Announcement

Collapse
No announcement yet.

John t whelan ranking simulator

Collapse
X
 
  • Filter
  • Time
  • Show
Clear All
new posts

  • Re: John t whelan ranking simulator

    Originally posted by FlagDUDE08 View Post
    As for Jim's and my differences, we've already discussed a disagreement in Quality Wins Bonus.
    If the only differences are in teams with dropped wins, this is probably the difference. Our analysis of how to calculate Minnesota a page or two back was otherwise identical.

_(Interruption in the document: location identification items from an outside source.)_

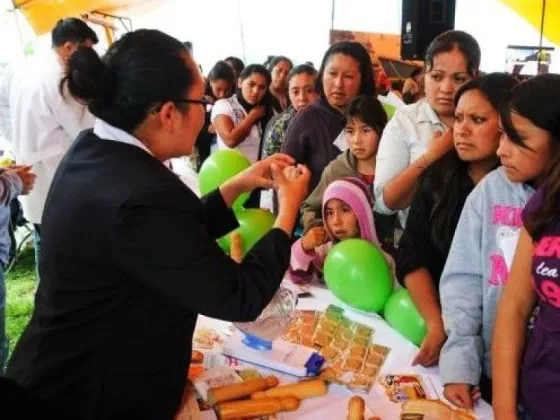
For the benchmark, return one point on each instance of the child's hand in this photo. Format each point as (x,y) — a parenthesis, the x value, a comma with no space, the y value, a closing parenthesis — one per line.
(314,237)
(431,347)
(462,395)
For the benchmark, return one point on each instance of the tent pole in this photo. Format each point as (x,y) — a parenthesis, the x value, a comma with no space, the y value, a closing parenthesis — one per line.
(539,55)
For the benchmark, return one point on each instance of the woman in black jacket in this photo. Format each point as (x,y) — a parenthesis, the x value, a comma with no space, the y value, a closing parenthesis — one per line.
(130,256)
(345,73)
(437,205)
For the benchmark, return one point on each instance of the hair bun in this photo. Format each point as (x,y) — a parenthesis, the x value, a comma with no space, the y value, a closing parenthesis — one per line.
(88,76)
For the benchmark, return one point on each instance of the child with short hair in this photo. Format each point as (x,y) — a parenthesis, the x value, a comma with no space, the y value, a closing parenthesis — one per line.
(366,119)
(347,213)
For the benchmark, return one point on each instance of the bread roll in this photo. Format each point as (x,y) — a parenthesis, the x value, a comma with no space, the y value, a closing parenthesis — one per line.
(256,408)
(236,249)
(356,408)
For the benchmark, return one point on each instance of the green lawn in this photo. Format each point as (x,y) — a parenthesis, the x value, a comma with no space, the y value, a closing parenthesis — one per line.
(20,293)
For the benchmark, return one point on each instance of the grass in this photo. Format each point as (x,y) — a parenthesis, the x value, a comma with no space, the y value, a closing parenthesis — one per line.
(20,294)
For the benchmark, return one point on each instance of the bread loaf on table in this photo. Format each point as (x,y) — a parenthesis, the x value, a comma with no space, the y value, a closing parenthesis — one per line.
(256,408)
(240,390)
(236,249)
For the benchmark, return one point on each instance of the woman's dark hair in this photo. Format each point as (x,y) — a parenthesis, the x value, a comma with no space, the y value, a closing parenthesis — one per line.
(236,63)
(359,53)
(369,110)
(450,176)
(220,71)
(140,71)
(302,69)
(451,40)
(256,69)
(277,60)
(538,100)
(72,30)
(415,73)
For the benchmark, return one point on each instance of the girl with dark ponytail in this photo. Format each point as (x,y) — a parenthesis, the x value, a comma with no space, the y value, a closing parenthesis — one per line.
(439,201)
(130,256)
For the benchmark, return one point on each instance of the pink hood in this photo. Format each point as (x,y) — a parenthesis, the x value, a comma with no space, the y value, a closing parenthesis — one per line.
(355,193)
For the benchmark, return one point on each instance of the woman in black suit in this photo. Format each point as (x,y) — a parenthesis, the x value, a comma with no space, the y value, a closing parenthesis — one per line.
(130,257)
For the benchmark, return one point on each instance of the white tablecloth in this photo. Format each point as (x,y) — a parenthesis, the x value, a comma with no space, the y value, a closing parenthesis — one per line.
(334,404)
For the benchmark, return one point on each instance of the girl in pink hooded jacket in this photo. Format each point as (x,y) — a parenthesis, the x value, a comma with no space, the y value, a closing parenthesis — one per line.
(347,213)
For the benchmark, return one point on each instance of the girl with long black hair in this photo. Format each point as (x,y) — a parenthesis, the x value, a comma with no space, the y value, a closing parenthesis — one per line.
(534,113)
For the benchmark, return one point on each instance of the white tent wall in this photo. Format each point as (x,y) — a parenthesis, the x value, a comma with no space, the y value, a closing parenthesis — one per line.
(296,28)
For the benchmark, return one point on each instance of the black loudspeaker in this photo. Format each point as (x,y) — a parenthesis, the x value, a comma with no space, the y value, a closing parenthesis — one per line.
(422,21)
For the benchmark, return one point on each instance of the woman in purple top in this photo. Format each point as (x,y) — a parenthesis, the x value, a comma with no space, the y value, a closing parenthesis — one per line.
(535,275)
(345,73)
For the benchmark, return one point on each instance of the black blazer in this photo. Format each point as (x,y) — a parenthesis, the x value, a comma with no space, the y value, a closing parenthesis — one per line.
(128,260)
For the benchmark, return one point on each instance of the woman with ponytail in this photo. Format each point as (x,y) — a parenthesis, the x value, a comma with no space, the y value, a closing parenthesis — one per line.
(130,256)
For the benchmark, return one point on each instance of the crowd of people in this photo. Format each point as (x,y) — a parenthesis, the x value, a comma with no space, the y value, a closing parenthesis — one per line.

    I will also ask Jim if he is taking weighting into account on RatingsPI
    I'm not sure what this means.

    One other factor that could be making a difference is how OOWP is calculated, specifically whether games involving the team in question should be counted. Some sources say yes, others say no.
    I'm assuming this is unchanged from the past -- OOWP is simply the average of the OWP's for each opponent (so does not include games against each opponent).

    One other thing that could cause issue is specifically how OWP and OOWP is calculated. Do you take a cumulative record, or do you take the average of each team's records?
    I'm again assuming unchanged from the past -- average of records.

    Comment


    • Re: John t whelan ranking simulator

      Originally posted by JimDahl View Post
      If the only differences are in teams with dropped wins, this is probably the difference. Our analysis of how to calculate Minnesota a page or two back was otherwise identical.


      I'm not sure what this means.


      I'm assuming this is unchanged from the past -- OOWP is simply the average of the OWP's for each opponent (so does not include games against each opponent).


      I'm again assuming unchanged from the past -- average of records.
      Sorry for being unclear with the second point. I meant in terms of OWP and OOWP. The sources I have say not to take weighting into account, and to do a straight 1.0/0.0/0.5 for each game.

      One thing I did notice with calculations, at least between RHamilton and myself, is that we had different games to remove for various teams. I wonder if this is the case for us.

      Comment


      • Re: John t whelan ranking simulator

        Originally posted by FlagDUDE08 View Post
        Sorry for being unclear with the second point. I meant in terms of OWP and OOWP. The sources I have say not to take weighting into account, and to do a straight 1.0/0.0/0.5 for each game.
        I agree, I interpreted OWP and OOWP as being straight (not with the home/away weightings). So, my OWP and OOWP calculations are essentially unchanged from previous years.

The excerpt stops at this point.